No one has found a way through the ‘triangle of mistrust’ among Greece, its European creditors and the IMF, Simon Nixon writes.
WASHINGTON—With two months to go until Britain’s referendum on whether to leave the European Union, the bloc is determined to get its house in order. Nothing must be allowed to happen between now and June 23 that might boost the campaign for a British exit, or “Brexit”—an outcome that the International Monetary Fund last week predicted would trigger a “severe regional and global shock.”
The first step in this cleanup operation was last month’s EU-Turkey deal, an arrangement that for now, at least, has mostly stopped the flow of new migrants into the EU, defusing a crisis that was proving a gift to the Brexit campaign. But the next item of unfinished business is Greece’s latest standoff with its international creditors over its bailout program, which if left unresolved threatens to reach boiling point when a bond redemption falls due in June—just as Britons go to vote.
Despite efforts to break the impasse on the sidelines of the IMF’s spring meetings in Washington last week, the Greek bailout negotiations continue to run into the same stumbling blocks that have paralyzed the country for much of the past two years. Germany and its Northern European allies say they won’t lend more money to Greece unless the IMF agrees to lend, too. But the IMF won’t lend unless Athens commits to tough reforms and Germany agrees to allow Greece substantial debt relief, which neither wants to do. No one has yet found a way through what one EU official calls this “triangle of mistrust.”
Greece’s European creditors and the IMF did at least agree on one thing in Washington: how to resolve their differences over the targets for the next phase of the Greek program. Under the deal struck last summer, Greece is supposed to deliver a budget surplus before interest costs of 3.5% of gross domestic product in 2018. The European Commission believes that to reach this target, Greece needs to deliver further austerity measures this year equivalent to 3% of GDP. The IMF, which takes a more pessimistic view of the damage inflicted by last year’s standoff, believes that it will require extra austerity measures equivalent to 4.5% of GDP to hit the target, which it argued was unrealistic. The IMF had instead been arguing for a lower budget surplus target of 1.5% of GDP, which would have required extra austerity measures of only 2.5% of GDP, according to its calculations.
The compromise is about as brutal as it could be for Greece. Both sides have agreed to stick by the original 3.5% target and to use the commission’s forecasts as the baseline. But Greece will be required to commit to—and possibly legislate—the extra austerity needed to make up any shortfall, should the IMF’s more gloomy assessment prove more accurate.
What happens next depends on Athens. It must now agree on the measures necessary to deliver these targets—measures IMF insists must be “credible.” If the 3.5% target isn’t met, Germany won’t agree to debt relief, and without a guarantee of debt relief, the IMF can’t join the bailout.

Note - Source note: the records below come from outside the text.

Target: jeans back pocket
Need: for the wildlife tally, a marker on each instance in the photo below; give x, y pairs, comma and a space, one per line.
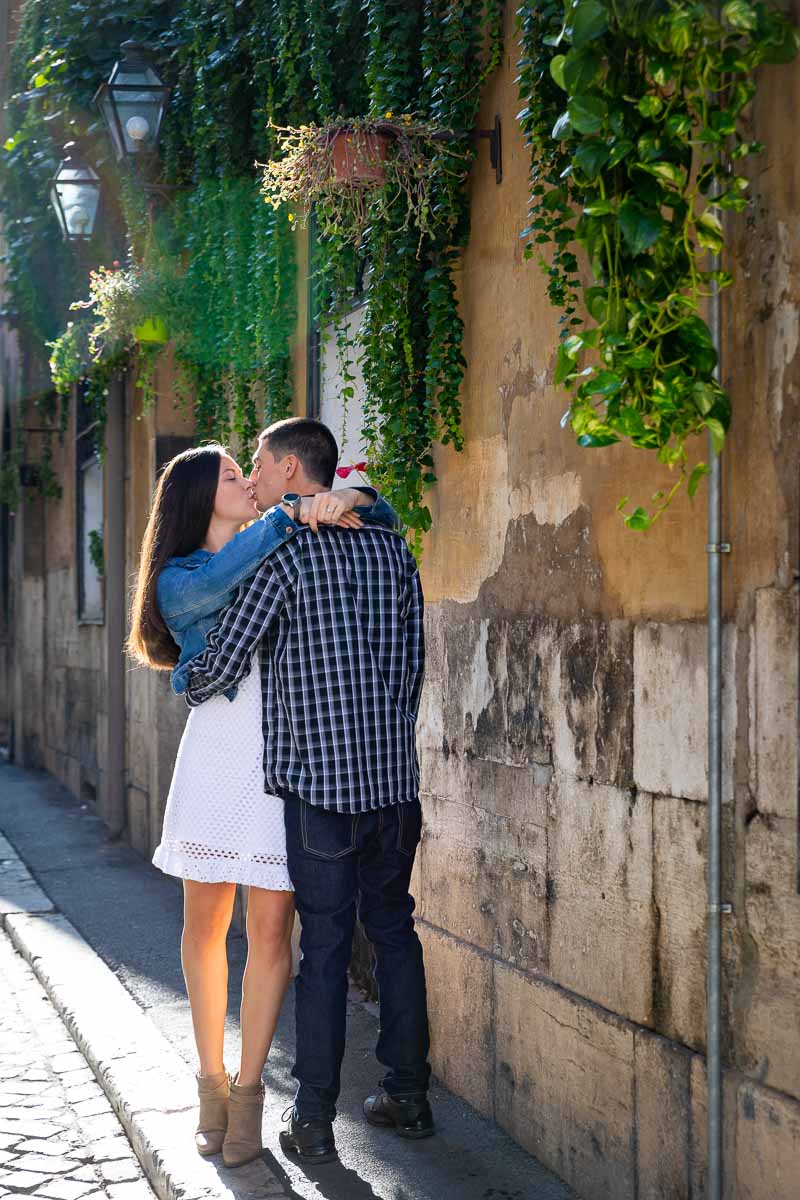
328, 834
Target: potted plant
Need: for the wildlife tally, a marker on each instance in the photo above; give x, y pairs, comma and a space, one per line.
152, 330
358, 167
125, 304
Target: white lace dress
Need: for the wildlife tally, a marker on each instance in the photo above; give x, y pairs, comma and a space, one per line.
220, 825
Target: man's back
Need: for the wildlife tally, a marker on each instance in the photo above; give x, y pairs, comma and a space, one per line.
338, 616
342, 670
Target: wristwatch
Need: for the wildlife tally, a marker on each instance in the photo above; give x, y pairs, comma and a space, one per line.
293, 501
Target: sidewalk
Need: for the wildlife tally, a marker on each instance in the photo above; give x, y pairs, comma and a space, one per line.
110, 960
59, 1137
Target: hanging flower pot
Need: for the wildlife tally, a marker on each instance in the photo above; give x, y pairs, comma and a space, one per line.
358, 169
151, 330
359, 156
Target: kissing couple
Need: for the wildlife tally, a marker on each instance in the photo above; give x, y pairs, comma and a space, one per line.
296, 637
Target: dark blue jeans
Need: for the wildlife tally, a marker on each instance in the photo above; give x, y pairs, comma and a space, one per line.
340, 864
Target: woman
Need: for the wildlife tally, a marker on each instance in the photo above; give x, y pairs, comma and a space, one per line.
220, 828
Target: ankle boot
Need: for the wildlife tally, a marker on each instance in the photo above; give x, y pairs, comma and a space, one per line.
214, 1092
242, 1141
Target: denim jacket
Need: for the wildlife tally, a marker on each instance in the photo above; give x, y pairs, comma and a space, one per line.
193, 588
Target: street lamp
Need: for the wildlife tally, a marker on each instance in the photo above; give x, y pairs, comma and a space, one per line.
132, 102
74, 195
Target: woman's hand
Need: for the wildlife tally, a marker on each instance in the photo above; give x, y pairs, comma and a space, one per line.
332, 508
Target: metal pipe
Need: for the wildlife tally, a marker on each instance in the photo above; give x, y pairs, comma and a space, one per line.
114, 808
714, 969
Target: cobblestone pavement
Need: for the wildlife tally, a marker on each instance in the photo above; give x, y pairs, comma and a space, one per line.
59, 1137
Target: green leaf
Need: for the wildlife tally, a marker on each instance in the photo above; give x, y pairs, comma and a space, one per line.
639, 359
599, 208
557, 70
716, 429
709, 232
597, 439
588, 22
638, 520
563, 129
667, 172
606, 383
620, 149
639, 227
680, 31
591, 156
595, 300
740, 15
703, 395
695, 479
581, 69
650, 106
587, 113
693, 331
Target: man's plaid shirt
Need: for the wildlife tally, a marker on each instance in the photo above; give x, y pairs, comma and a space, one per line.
338, 619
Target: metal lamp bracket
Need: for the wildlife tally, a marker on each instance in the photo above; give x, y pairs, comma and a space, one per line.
495, 147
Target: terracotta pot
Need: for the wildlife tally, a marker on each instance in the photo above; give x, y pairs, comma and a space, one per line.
359, 156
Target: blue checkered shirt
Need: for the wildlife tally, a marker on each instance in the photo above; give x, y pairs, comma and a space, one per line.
338, 619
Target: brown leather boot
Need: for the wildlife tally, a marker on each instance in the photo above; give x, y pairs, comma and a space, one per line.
214, 1092
242, 1141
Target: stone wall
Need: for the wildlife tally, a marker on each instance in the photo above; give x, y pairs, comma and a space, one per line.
561, 876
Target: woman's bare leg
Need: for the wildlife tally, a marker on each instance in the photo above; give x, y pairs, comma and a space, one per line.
208, 909
270, 917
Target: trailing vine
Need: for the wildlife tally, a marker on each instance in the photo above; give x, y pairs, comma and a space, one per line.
635, 118
217, 265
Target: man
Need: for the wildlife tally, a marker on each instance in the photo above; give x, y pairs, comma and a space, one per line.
338, 621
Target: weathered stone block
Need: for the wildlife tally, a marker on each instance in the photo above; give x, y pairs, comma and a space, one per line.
662, 1117
528, 691
601, 895
698, 1152
482, 876
768, 1145
770, 988
461, 1011
679, 829
774, 702
669, 707
565, 1084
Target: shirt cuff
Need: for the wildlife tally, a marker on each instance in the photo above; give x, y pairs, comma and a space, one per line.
371, 496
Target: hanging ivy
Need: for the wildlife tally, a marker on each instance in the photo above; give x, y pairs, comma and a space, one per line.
217, 268
636, 118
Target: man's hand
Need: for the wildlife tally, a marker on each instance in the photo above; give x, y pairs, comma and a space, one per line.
332, 508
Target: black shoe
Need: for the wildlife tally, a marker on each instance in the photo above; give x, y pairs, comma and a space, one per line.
409, 1119
310, 1140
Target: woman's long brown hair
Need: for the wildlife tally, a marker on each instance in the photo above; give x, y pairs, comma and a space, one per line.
182, 507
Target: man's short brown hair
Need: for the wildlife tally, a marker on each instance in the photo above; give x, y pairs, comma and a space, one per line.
310, 441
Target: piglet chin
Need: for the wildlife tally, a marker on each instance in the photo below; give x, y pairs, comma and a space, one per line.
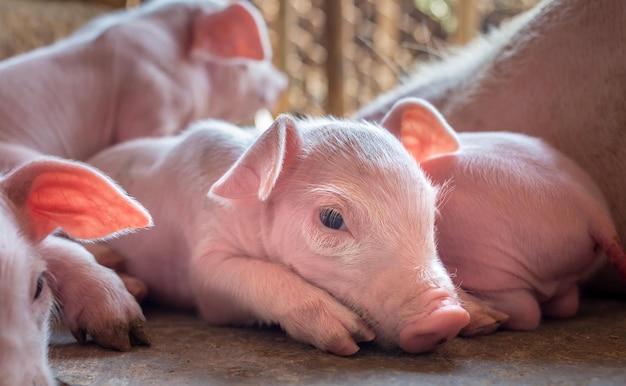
432, 331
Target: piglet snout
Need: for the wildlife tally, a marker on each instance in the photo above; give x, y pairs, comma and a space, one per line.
441, 325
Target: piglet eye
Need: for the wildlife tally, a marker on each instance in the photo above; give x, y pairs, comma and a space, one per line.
332, 219
40, 283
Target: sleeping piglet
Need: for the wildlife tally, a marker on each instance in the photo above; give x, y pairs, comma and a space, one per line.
520, 224
36, 199
323, 226
144, 72
555, 72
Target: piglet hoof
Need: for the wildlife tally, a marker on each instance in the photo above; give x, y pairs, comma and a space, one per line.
121, 337
484, 319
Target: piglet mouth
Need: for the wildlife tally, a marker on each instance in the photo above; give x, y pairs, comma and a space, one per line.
445, 319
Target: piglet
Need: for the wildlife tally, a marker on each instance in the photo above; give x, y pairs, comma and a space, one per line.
144, 72
555, 72
323, 226
37, 198
520, 224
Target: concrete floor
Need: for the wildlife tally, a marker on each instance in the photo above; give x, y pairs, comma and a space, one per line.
587, 350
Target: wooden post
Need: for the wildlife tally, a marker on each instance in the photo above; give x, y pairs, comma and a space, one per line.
334, 57
281, 49
468, 18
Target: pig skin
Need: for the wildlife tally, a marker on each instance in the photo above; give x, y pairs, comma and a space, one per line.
255, 250
556, 72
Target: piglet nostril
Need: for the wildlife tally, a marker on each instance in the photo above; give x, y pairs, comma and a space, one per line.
434, 330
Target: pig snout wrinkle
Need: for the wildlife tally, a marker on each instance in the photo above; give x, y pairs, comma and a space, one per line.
431, 332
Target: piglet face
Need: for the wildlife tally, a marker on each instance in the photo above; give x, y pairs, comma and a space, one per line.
233, 46
36, 199
25, 301
346, 207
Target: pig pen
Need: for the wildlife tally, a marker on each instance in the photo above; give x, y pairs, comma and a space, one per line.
588, 349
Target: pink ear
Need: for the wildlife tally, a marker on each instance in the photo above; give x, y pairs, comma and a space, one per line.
421, 128
234, 32
257, 170
51, 193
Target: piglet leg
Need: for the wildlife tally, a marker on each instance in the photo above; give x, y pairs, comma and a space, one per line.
92, 299
110, 259
243, 291
484, 319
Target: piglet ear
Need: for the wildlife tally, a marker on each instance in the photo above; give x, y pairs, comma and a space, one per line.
50, 193
235, 32
421, 128
257, 170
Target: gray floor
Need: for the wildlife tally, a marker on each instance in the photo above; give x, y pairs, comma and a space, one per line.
589, 349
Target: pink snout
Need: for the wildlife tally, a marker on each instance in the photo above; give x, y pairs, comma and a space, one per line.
432, 331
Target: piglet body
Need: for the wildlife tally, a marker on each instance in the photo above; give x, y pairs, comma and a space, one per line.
520, 224
305, 225
145, 72
555, 72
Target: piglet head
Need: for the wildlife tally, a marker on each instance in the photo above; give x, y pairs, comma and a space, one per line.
36, 199
233, 44
348, 209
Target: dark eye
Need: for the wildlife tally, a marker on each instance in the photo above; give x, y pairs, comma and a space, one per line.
40, 283
332, 219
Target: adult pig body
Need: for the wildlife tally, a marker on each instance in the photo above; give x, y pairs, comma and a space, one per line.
145, 72
302, 227
557, 72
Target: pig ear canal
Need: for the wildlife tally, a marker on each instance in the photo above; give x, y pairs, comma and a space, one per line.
231, 33
51, 194
421, 128
258, 169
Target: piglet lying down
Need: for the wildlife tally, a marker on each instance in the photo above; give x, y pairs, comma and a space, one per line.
323, 226
38, 269
141, 73
520, 226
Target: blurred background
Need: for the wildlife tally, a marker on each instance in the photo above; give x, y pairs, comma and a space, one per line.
338, 54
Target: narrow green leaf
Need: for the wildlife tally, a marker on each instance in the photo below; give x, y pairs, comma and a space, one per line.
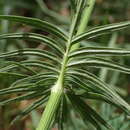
35, 52
98, 63
34, 78
99, 51
35, 37
45, 26
29, 96
97, 31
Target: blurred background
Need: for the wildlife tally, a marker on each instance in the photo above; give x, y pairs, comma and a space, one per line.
59, 13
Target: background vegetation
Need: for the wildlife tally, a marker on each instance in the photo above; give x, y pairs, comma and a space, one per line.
58, 12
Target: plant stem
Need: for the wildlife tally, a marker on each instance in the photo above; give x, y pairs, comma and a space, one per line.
58, 89
84, 20
49, 113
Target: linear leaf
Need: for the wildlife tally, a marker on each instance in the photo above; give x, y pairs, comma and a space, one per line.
34, 78
31, 95
98, 63
29, 63
35, 37
97, 31
35, 52
99, 51
43, 25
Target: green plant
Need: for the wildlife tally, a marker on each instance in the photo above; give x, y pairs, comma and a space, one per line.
64, 78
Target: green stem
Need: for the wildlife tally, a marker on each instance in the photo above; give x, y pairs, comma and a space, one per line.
49, 113
84, 20
58, 89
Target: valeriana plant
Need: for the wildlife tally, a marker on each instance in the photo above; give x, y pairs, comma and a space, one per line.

But the IMF’s definition of credible will create major political problems for Greece’s left-wing government. It has made clear it won’t accept continued reliance on the “soak the rich” approach to the public finances pursued by successive Greek governments that it argues have become self-defeating.
Although Greece has made a remarkable fiscal adjustment since the crisis, this has been largely delivered by piling new taxes on the same narrow base while cutting back on discretionary expenditure to protect public-sector jobs and wages and welfare entitlements.
Remarkably, 55% of Greeks are exempt from income tax, compared with 2% of Portuguese and 5% of Irish, according to the IMF. Meanwhile the Greek pension system costs Athens the equivalent of 10% of GDP every year, far more than any other country in Europe.
The IMF argues this is unsustainable: Tax-collection rates have gone down as punitive taxes on higher earners have fueled tax evasion and capital flight. Meanwhile, the economic and social fabric of the country is being wrecked by excessive cuts to spending on vital public services including essential equipment for schools and hospitals and maintaining infrastructure.
The IMF has long insisted that the only way credibly to strengthen Greece’s public finances now is to broaden the tax base and cut pension spending. It is hard to see how it could now credibly back down.
The carrot for Athens is that if it signs up to these measures, the country should receive its long-promised debt relief, paving the way for the normalization of financial conditions, including eligibility for the European Central Bank government bond-buying program and access to cheaper ECB bank funding facilities.
But as things stand, the IMF and Berlin are far apart both on what is a long-term realistic budget target for Greece—which will determine the amount of debt relief that is necessary—and the timing of any debt reduction. Berlin is concerned that, if given the chance, Athens will quickly start borrowing and spending again.
Can the triangle of mistrust be broken, paving the way for a deal in May? Only if Athens and Berlin are willing to give ground. Both will need to sacrifice considerable political capital. The alternative is that Europe finds itself again debating Grexit, even as it faces the very real possibility of Brexit.